Healthy & Easy Diet Plan

Eating healthy is the most important part of an effective weight-loss plan. Although portion control is important, focus first on making healthy food choices. If you add healthy foods (such as fruits, vegetables and low-fat products) and cut out bad foods (such as high-fat foods and sugary beverages) you will see rapid results and enjoy a healthier life.
  1. Determine Your Caloric Intake

    • To lose weight, the calories you eat must be less than the calories you burn. Physical activity burns calories, so increasing the amount of exercise you do will speed up your weight loss. The U.S. Department of Agriculture offers an online dietary assessment tool that can help you determine how many calories you are consuming and how many you should be consuming if you want to lose weight.

    A Healthy Eating Plan

    • Cutting fats from your diet will decrease the amount of calories you consume faster than cutting carbohydrates or protein. According to Sheri Barke, a registered dietitian, writing for UCLA, a gram of fat "has more than twice the calories than either carbohydrate or protein." She adds that dieters should avoid high-fat foods, such as margarine, butter, salad dressings, red meat, fried foods and whole-fat dairy products. Most of these foods have low-fat alternatives.

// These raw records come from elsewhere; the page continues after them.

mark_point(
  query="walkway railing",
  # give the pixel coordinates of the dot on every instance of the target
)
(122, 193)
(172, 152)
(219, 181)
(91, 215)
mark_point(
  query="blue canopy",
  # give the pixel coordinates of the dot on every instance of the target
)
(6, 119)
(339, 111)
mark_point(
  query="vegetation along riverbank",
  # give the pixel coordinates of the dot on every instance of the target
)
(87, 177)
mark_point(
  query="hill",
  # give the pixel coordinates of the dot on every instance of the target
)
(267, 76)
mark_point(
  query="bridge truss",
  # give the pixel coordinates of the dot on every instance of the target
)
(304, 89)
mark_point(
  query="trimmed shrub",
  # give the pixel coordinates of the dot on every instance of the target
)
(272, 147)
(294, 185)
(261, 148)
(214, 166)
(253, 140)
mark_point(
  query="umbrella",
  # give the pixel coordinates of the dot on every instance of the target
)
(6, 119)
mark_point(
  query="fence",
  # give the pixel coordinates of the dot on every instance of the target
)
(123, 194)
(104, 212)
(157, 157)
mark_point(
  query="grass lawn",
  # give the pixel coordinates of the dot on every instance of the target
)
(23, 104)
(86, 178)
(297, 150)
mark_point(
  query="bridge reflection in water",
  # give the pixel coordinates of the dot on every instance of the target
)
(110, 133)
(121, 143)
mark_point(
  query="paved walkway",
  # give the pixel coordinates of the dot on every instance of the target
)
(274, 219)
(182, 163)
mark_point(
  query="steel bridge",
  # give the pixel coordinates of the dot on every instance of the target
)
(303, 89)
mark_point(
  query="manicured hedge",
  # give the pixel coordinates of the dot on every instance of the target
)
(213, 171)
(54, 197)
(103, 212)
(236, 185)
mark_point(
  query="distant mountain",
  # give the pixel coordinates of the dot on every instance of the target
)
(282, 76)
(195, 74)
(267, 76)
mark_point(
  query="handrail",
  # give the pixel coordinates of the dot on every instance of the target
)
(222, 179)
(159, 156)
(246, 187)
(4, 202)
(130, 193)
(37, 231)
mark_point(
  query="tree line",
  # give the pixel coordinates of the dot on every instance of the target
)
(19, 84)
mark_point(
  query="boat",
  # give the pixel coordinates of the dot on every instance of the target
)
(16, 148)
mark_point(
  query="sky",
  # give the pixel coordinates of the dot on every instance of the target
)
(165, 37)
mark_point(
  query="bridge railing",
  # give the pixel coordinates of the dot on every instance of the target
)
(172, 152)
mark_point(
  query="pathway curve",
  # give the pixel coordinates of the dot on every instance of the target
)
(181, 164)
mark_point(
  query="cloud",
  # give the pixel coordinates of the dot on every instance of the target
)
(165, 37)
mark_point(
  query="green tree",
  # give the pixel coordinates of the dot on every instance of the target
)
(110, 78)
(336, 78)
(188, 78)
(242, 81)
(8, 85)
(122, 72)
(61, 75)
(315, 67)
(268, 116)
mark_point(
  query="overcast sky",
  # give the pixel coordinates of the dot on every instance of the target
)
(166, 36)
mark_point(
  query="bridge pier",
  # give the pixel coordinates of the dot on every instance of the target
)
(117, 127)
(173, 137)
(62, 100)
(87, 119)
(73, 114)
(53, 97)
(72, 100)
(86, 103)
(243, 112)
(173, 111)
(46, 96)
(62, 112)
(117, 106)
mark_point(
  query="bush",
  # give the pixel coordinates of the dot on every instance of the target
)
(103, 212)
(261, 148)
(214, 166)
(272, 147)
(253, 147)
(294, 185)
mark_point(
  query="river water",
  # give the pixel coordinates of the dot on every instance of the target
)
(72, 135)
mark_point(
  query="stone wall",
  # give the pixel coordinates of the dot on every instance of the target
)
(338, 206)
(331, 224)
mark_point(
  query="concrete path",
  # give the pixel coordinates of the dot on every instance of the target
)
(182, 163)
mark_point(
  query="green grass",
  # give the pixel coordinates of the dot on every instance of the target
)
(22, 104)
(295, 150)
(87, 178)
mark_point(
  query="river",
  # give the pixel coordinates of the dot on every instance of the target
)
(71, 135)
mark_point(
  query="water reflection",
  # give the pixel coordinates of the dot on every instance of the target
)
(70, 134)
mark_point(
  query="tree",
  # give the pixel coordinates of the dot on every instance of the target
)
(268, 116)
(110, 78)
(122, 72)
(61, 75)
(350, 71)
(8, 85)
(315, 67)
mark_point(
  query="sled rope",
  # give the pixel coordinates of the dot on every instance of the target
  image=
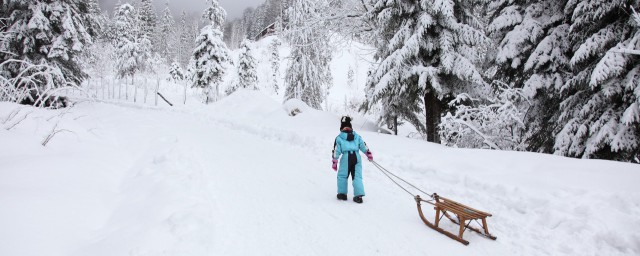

      Do not cut all the fat from your diet. A little heart-healthy, unsaturated fat can trigger a feeling of fullness and decrease hunger pangs. Barke recommends adding a small amount of nuts, olive oil or a little peanut butter to your daily diet.

      Fiber also triggers feelings of fullness, so be sure to eat plenty of fruits, vegetables and whole grains. The Harvard School of Public Health's Nutrition Source has some suggestions for adding fiber to your diet. Buy whole fruits instead of fruit juice, which has less fiber and more calories. When buying bread, cereal and crackers, check the packages to see if "whole grain" is listed as the first ingredient, and make sure they have at least 3 g of fiber per serving. Also, eat beans and whole-wheat pasta. Both are high in fiber and full of nutrients.

      Harvard offers some more eating tips. Limit milk and dairy to just one serving a day. If you need the extra calcium, try eating leafy vegetables, broccoli, beans or tofu. Take a daily multivitamin to ensure that your body is getting all the nutrients it needs, but be aware that vitamins are no substitute for eating a healthy, balanced diet. And keep your alcohol consumption to moderate levels: up to 2 drinks a day for men, one for women. One drink is 12 oz. of beer, 5 oz. of wine or 1 1/2 oz. of hard liquor.